Reputation: 11
How do I use keywords from an array in an regex to search a files.
I'm trying to look at a text file and see if and where the keywords appear. There are two files keywords.txt
keyword.txt
word1
word2
word3
filestosearchon.txt
a lot of words that go on and one and contain linebreaks and linebreaks (up to 100000 characters)
I would like to find the keyword and the position of the match. This works for one word but I am unable to figure out how to iterate the keywords on the regex.
#!/usr/bin/perl
# open profanity list
open(FILE, "keywords.txt") or die("Unable to open file");
@keywords = <FILE>;
close(FILE);
# open text file
local $/=undef;
open(txt, "filetosearchon.txt") or die("Unable to open file");
$txt = <txt>;
$regex = "keyword";
push @section,[length($`),length($&),$1]
while ($txt =~ m/$regex/g);
foreach $element(@section)
{
print (join(", ",@$element), $regex, "\n");
}
How can I iterate the keywords from the array over this while loop to get the matched keywords and position?

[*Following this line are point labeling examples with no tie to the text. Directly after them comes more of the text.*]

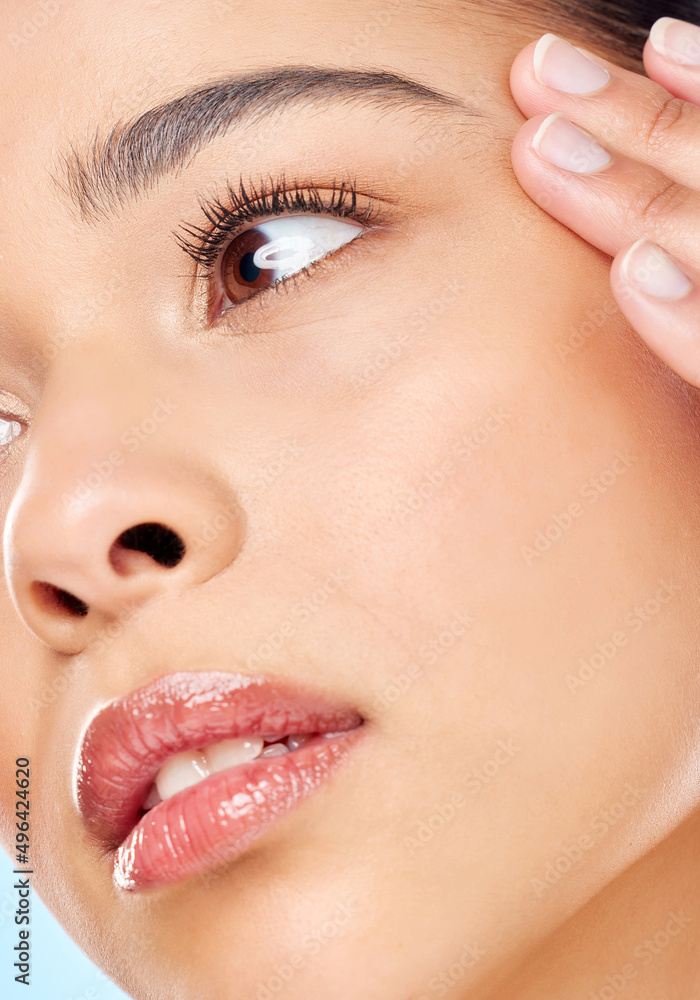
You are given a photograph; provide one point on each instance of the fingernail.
(565, 145)
(678, 41)
(563, 67)
(650, 269)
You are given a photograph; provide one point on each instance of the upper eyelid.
(226, 220)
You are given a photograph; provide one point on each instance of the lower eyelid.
(260, 301)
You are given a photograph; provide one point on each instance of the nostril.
(156, 540)
(55, 599)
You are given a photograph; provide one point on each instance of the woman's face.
(432, 478)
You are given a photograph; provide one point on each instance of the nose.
(95, 532)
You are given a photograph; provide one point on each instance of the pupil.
(249, 271)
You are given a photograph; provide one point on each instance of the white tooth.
(153, 798)
(181, 771)
(228, 753)
(274, 750)
(298, 740)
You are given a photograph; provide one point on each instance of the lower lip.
(217, 819)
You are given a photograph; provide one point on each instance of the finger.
(608, 199)
(662, 304)
(672, 57)
(627, 112)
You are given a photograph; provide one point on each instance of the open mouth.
(188, 771)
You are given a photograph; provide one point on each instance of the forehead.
(69, 65)
(74, 68)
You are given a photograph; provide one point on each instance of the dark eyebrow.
(134, 154)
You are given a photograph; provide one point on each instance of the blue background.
(60, 970)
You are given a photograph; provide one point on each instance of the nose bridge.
(113, 505)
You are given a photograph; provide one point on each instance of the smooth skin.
(454, 423)
(650, 190)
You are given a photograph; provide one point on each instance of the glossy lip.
(129, 740)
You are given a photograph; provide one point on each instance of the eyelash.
(227, 218)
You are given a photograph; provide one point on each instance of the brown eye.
(9, 430)
(240, 275)
(261, 257)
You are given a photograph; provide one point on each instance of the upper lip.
(128, 741)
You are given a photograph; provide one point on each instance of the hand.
(630, 184)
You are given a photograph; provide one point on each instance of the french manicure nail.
(563, 144)
(559, 65)
(650, 269)
(677, 40)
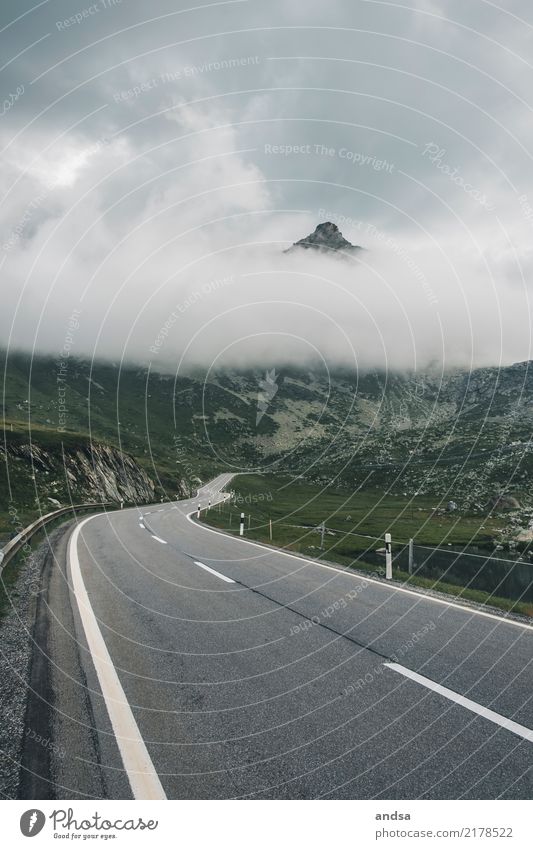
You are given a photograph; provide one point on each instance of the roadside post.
(388, 557)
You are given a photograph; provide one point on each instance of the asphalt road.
(177, 661)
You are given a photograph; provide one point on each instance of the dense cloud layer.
(155, 166)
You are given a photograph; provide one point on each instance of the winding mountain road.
(176, 661)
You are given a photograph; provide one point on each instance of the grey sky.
(150, 149)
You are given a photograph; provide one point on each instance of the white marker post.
(388, 557)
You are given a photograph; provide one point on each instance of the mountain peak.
(326, 238)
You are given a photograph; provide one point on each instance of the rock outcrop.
(326, 238)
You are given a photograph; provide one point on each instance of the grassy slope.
(293, 504)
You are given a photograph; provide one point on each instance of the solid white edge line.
(213, 572)
(420, 595)
(486, 713)
(143, 778)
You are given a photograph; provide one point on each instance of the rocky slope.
(73, 471)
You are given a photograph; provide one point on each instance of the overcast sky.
(158, 157)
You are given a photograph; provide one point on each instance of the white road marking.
(208, 569)
(143, 778)
(420, 595)
(503, 721)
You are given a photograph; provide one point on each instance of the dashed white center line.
(492, 716)
(213, 572)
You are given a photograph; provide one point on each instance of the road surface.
(175, 661)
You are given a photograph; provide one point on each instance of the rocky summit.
(326, 238)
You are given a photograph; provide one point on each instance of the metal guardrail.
(18, 541)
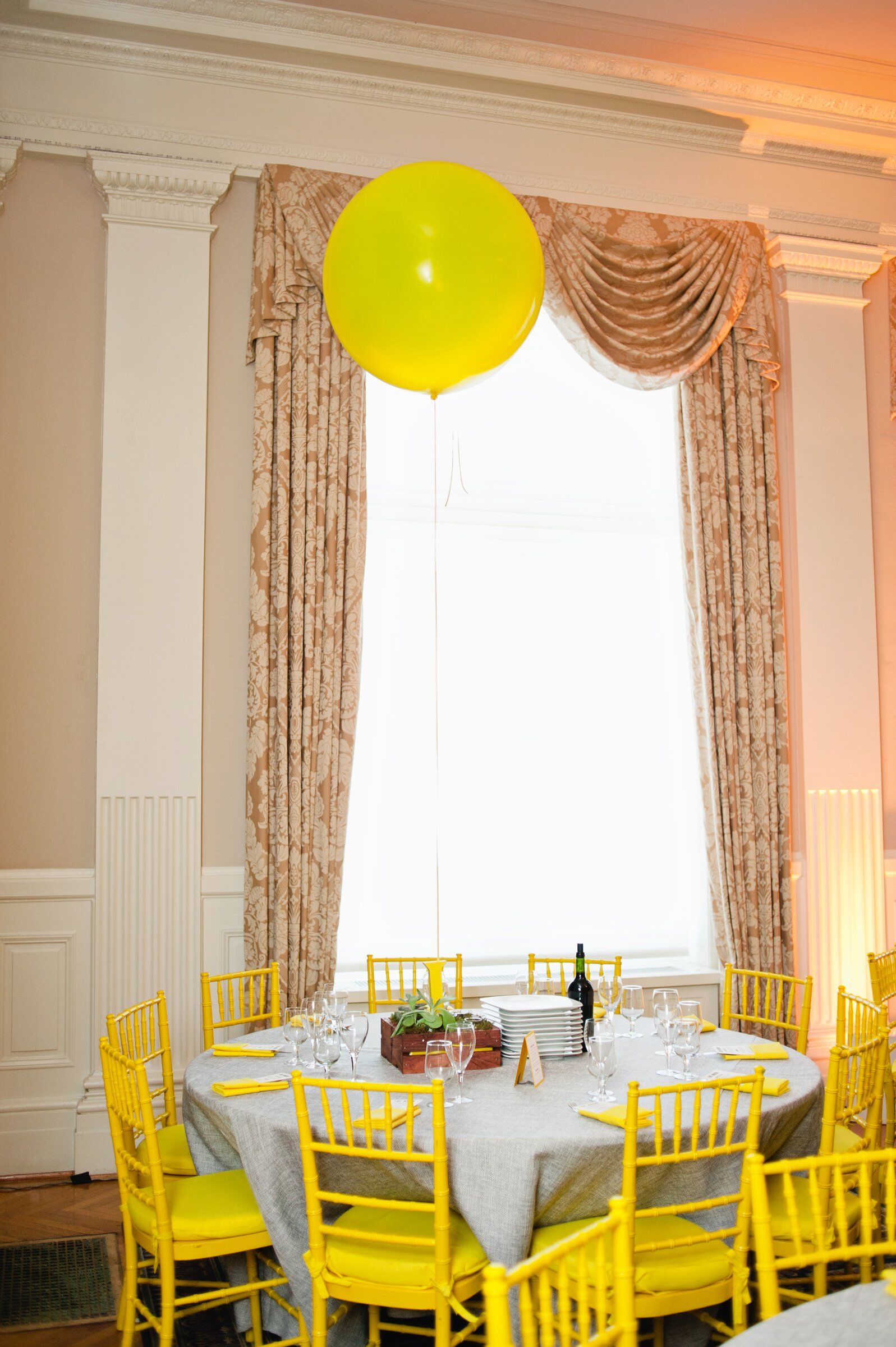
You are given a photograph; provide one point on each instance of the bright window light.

Appreciate anyhelp. Thanks
Upvotes: 1
Views: 8136
Reputation: 1000
Try grep
:
@words = split(/\s+/, $txt);
for ($i = 0; $i < scalar(@words); ++$i) {
print "word \#$i\n" if grep(/$words[$i]/, @keywords);
}
Would give you the word position in your text string where a keyword was found. This may or may not be more helpful than a character-based position.
Upvotes: 2
Reputation: 36282
I am not sure what is the output you expect, but something like this could be useful. I save keywords in a hash, read next file, split each line in words and search each one in the hash.
Content of script.pl
:
use warnings;
use strict;
die qq[Usage: perl $0 <keyword-file> <search-file>\n] unless @ARGV == 2;
open my $fh, q[<], shift or die $!;
my %keyword = map { chomp; $_ => 1 } <$fh>;
while ( <> ) {
chomp;
my @words = split;
for ( my $i = 0; $i <= $#words; $i++ ) {
if ( $keyword{ $words[ $i ] } ) {
printf qq[Line: %4d\tWord position: %4d\tKeyword: %s\n],
$., $i, $words[ $i ];
}
}
}
Run it like:
perl script.pl keyword.txt filetosearchon.txt
And output should be similar to this:
Line: 7 Word position: 7 Keyword: will
Line: 8 Word position: 8 Keyword: the
Line: 8 Word position: 10 Keyword: will
Line: 10 Word position: 4 Keyword: the
Line: 14 Word position: 1 Keyword: compile
Line: 18 Word position: 9 Keyword: the
Line: 20 Word position: 2 Keyword: the
Line: 20 Word position: 5 Keyword: the
Line: 22 Word position: 1 Keyword: the
Line: 22 Word position: 25 Keyword: the
Upvotes: 2
Reputation: 12486
One way to do this would be to just build a regex containing every word:
(alpha|bravo|charlie|delta|echo|foxtrot|...|zulu)
Perl's regex compiler is pretty smart and will smoosh this down as much as it can, so the regex will be more efficient than you think. See this answer by Tom Christiansen. For example the following regex:
(cat|rat|sat|mat)
Will compile to:
(c|r|s|m)at
Which is efficient to run. This approach probably beats the "search for each keyword in turn" approach because it only needs to make one pass over the input string; the naive approach requires one pass per keyword you want to search for.
By the way; If you're building a profanity filter, as your sample code suggests, remember to account for intentional mis-spellings: 'pron', 'p0rn', etc. Then there's the fun you can have with Unicode!
Upvotes: 3